Les Prud’homies

Historique des Prud’homies de patrons-pêcheurs

Issues des communautés de métiers du Moyen-Age, les Prud’homies désignent des communautés de patrons pêcheurs qui élisent en leur sein des Prud’hommes chargés de gérer la pêche sur leur territoire, par des attributions réglementaires, juridictionnelles et disciplinaires. Ces organisations professionnelles, historiquement fréquentes dans le Bassin Méditerranéen, ont perduré en France (les cofradias espagnoles ont évolué différemment, des formes simplifiées existent au Maghreb).
La constante motivation de l’institution est de gérer localement, avec simplicité, rapidité et à moindres frais, une activité de pêche, et les conflits qu’elle occasionne, sachant qu’elle est le plus souvent exercée par un grand nombre de pêcheurs sur des zones de pêche exigües. Au cours de l’Ancien Régime, les Prud’homies font reconnaître leurs droits par tous les rois de France (lettres patentes), cherchant le plus souvent à lutter contre les privilèges aristocratiques et ecclésiastiques (madragues et bordigues, droits à verser…) et les contestations de pêcheurs immigrés concernant la réglementation ou l’interdiction de certaines techniques. Leur organisation abolie comme toutes les corporations à la Révolution, les prud’hommes de Cassis et de Marseille se déplacent à Paris où ils sont soutenus par Mirabeau devant l’Assemblée Constituante. Reconnaissant son fonctionnement démocratique, cette dernière maintient l’institution prud’homale et autorise tous les ports qui n’en sont pas dotés à créer leur propre prud’homie. Bon nombre de prud’homies voit le jour dans les années qui suivent. Sous Napoléon III, alors que sont rédigés des décrets d’État destinés à réglementer l’ensemble des pêches par façade maritime, le décret pour la Méditerranée retranscrit les attributions prud’homales en droit moderne et charge l’institution de préciser les règles locales pour les différents engins de pêche. Ce décret du 18 novembre 1859, maintes fois modifié, reste le texte légiférant actuellement les prud’homies.
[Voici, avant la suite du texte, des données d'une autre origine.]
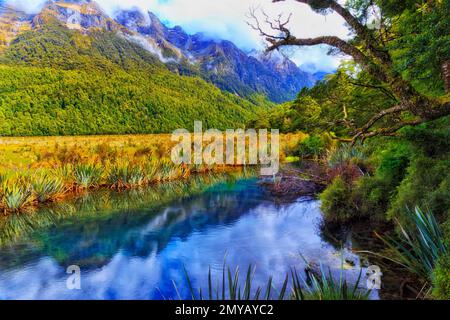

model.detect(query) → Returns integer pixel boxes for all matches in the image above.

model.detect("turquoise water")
[0,178,375,299]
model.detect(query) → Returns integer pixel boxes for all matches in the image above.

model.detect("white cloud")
[3,0,48,13]
[5,0,352,72]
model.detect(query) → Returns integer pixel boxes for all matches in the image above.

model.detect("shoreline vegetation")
[0,133,304,215]
[0,132,448,300]
[0,170,257,247]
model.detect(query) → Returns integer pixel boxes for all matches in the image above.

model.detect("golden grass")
[0,133,306,214]
[0,133,305,171]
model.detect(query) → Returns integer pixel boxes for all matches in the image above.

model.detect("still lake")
[0,175,377,299]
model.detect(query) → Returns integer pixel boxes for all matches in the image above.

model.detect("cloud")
[4,0,351,72]
[2,0,48,13]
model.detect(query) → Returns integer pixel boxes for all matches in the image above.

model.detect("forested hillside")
[0,22,265,136]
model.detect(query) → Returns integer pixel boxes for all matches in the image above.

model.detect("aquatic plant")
[293,265,370,300]
[0,176,33,212]
[377,207,447,281]
[32,173,65,203]
[176,262,370,300]
[73,164,103,189]
[107,163,146,188]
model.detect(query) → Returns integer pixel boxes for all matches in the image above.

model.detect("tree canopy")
[249,0,450,142]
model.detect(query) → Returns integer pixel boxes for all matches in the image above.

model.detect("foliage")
[250,66,396,138]
[0,24,263,136]
[297,134,330,160]
[296,265,370,300]
[73,164,103,189]
[378,207,448,281]
[327,142,367,169]
[32,173,65,203]
[178,262,370,300]
[0,176,33,212]
[319,177,355,224]
[432,253,450,300]
[388,0,450,95]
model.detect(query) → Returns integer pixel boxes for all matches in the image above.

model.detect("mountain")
[0,0,317,136]
[114,8,316,102]
[0,1,268,136]
[0,3,32,52]
[1,1,316,102]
La présence prud’homale a probablement repoussé l’industrialisation du secteur au début du XXème siècle, les communautés de pêcheurs préférant continuer à valoriser des quantités limitées et diversifiées sur un marché local bien achalandé plutôt que de vendre de grandes quantités à bas prix. Suite à divers facteurs (arrivée de pêcheurs rapatriés qui exercent des techniques plus intensives comme le lamparo ou le chalutage, implantation locale d’un organisme scientifique qui détecte des stocks importants de petits pélagiques, ouverture du marché commun sur les produits de conserve…), l’État lance l’industrialisation des pêches à partir des années soixante et désavoue l’autorité prud’homale qui s’oppose à l’autorisation généralisée du lamparo (senne tournante et coulissante et usage d’un foyer lumineux pour la capture de petits pélagiques).
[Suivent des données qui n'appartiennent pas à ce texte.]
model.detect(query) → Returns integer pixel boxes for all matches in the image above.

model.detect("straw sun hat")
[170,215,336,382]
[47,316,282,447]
Les Prud’homies continuent à fonctionner localement, en marge de leur autorité de tutelle, avec plus ou moins de force selon les contextes locaux : importance du nombre de petits métiers et nécessité de régler les usages lorsque le territoire de pêche est réduit (étangs, lagunes, bordure littorale étroite), poids relatif des « grands métiers » (chalutiers et senneurs) et des organisations professionnelles investies par ces techniques intensives, développement de zones littorales spécialisées (touristiques, industrielles, résidentielles…).
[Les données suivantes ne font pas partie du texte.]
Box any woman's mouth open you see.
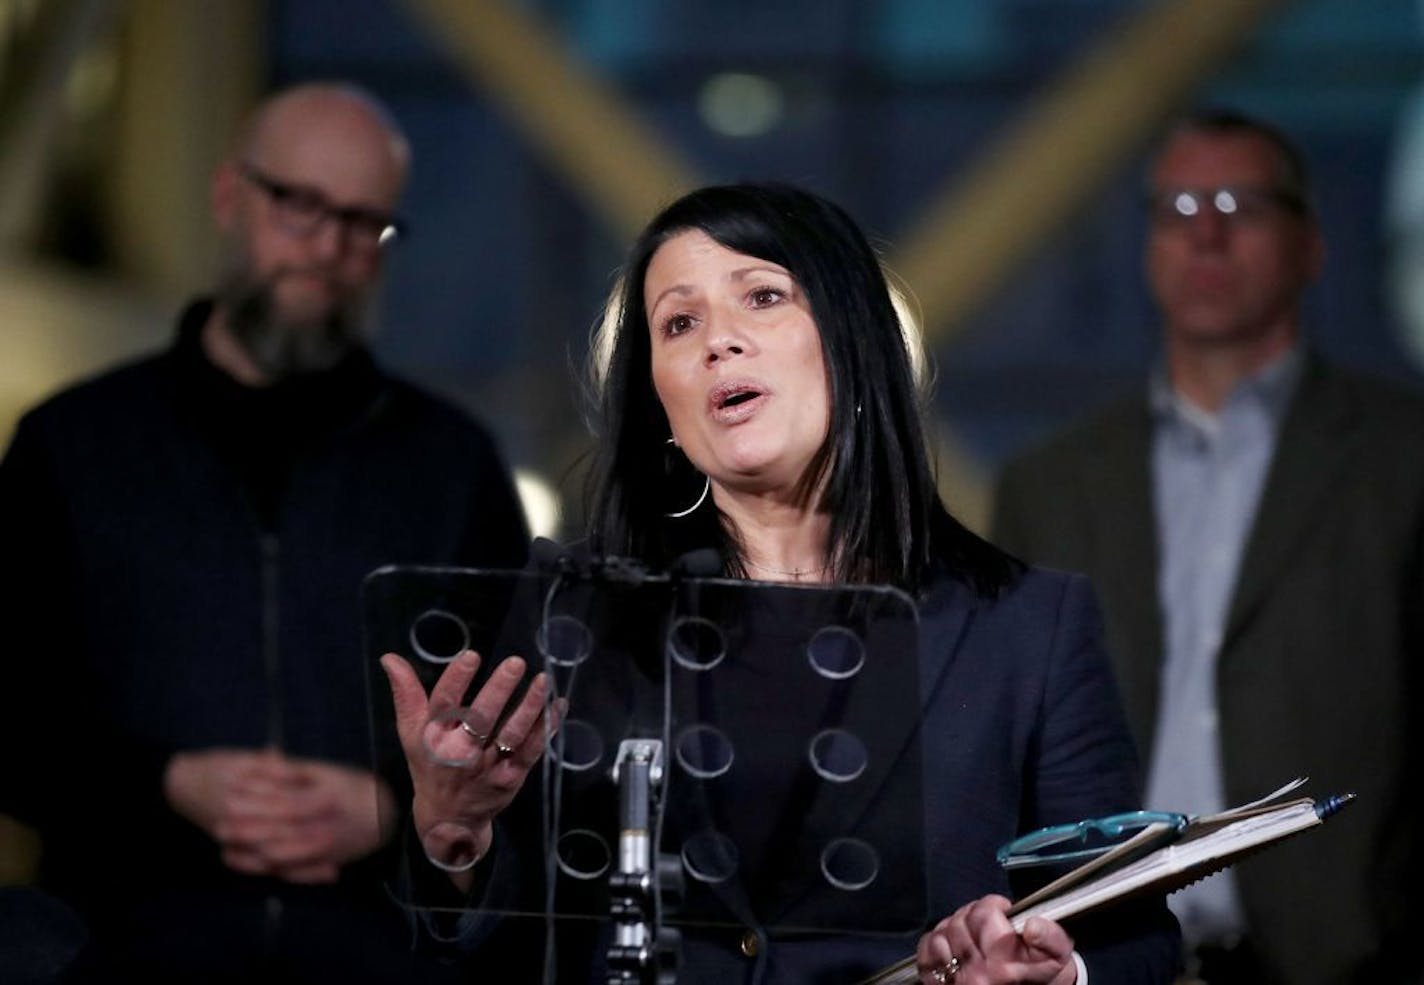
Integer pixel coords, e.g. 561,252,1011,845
708,381,768,424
Depuis la mise en place de la Politique Commune des Pêches, marquée à la fois par un renforcement productiviste et par les lobbies environnementalistes, les Prud’homies peinent à faire valoir leurs droits aux niveaux européen et national, et à préserver l’avenir de petits métiers côtiers polyvalents. Mieux intégrés au niveau local et régional, les prud’hommes sont souvent présents dans les lieux de concertation pour la gestion littorale.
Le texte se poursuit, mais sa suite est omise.